The death of Mohcine Fikri and the mass indignation it has sparked all over Morocco is reminiscent of the self-immolation of the poor market vendor Mohamed Bouazizi in Tunisia in December 2010. This tragic event became the initial spark to the Arab revolution. It is not the first ‘incident’ of this type this year in Morocco. Tens of people who suffered brutal and humiliating behaviour by the authorities have killed themselves in front of official buildings or on market places. This wave of indignant mass protests comes as no surprise. All the socially and politically combustible material was already present and waiting for an incident, a spark to set it in motion. Nowhere in the Middle East has the situation changed for the better since the beginning of the Arab revolutions. This year alone Tunisia witnessed two mass riots as a result of the brutal austerity policy. Egypt is teetering on the brink of a new social explosion as it sinks deeper and deeper into the spiral of recession, attacks on the living standards and repression. The days of the new pharaoh, Abdul Fatah al-Sisi are counted. In order to succeed the new movements cannot limit themselves to changing one president or king by another. They must aim at rooting out the old state apparatus and the capitalist system and to replace them by a democratic workers’ state and a planned economy.
The authorities live in fear of a repetition of the stormy events during the Arab revolution. The Moroccan regime withstood the hurricane of the revolution thanks to a combination of material concessions, cosmetic reforms and the corruption of the leaders of the unions and the protest movement. This gave the impression stability under the ‘wise and progressive guidance’ of the King. It fed the idea of the ‘Moroccan exception’ in the Middle East. They thought they had tamed the masses. The Moroccan Marxists have always argued the opposite. The last days have confirmed our analysis against all the defeatist and demoralising perspectives of all left tendencies in the country.
The King, Mohamed VI, has now dispatched his representative to visit the victim’s family and offer his royal condolences.
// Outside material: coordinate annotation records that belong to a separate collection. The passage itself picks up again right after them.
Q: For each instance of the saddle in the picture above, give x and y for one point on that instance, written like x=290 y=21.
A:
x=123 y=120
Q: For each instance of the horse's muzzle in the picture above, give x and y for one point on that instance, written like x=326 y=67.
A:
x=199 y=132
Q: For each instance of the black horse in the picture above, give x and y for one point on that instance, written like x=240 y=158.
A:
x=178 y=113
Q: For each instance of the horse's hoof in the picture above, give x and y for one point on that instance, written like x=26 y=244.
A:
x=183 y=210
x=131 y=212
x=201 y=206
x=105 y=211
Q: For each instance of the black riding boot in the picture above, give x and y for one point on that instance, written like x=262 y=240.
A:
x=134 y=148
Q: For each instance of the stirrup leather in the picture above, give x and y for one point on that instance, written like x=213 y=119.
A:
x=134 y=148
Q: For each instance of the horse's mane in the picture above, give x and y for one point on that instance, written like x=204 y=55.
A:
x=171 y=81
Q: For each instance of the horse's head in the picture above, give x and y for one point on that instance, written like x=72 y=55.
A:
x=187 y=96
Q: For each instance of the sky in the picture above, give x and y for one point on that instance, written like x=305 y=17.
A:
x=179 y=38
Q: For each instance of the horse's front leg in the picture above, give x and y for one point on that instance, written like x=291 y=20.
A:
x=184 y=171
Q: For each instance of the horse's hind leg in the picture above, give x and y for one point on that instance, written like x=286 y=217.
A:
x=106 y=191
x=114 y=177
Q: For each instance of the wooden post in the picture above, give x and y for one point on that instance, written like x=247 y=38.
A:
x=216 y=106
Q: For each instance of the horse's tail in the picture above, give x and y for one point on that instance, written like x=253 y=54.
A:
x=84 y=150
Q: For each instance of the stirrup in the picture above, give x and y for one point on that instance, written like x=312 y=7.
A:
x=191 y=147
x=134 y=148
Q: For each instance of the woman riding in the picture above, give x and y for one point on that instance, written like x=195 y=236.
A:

He has also promised an investigation. The ministry of the interior and of justice did the same. This is not the first time the authorities promise ‘thorough and transparent investigations’. But these never lead to anything. The state is deceitful. All officials are desperately attempting to project an image of concerned personalities and institutions. By doing so the regime is activating the mechanisms designed to protect it from wider questioning. If necessary, some police officers will be sacrificed to try to calm the angry masses. The regime will try to lean on the leaders of the discredited parties and also on the reformist lefts and the Islamists of Al Adl Wal Ihssane to derail the movement. But nothing fundamentally will change. It will only strengthen the understanding of the need a real revolutionary party to carry through the only revolution which will satisfy the demands of the masses: a socialist revolution. A new stage in the Moroccan revolution has opened. The masses in Morocco are retying the knot of the 2011 events when ‘the people demanded the end of the regime’.
Down with the murderous and oppressive regime!
Down with capitalism!
Long live the socialist revolution in Morocco and the whole region!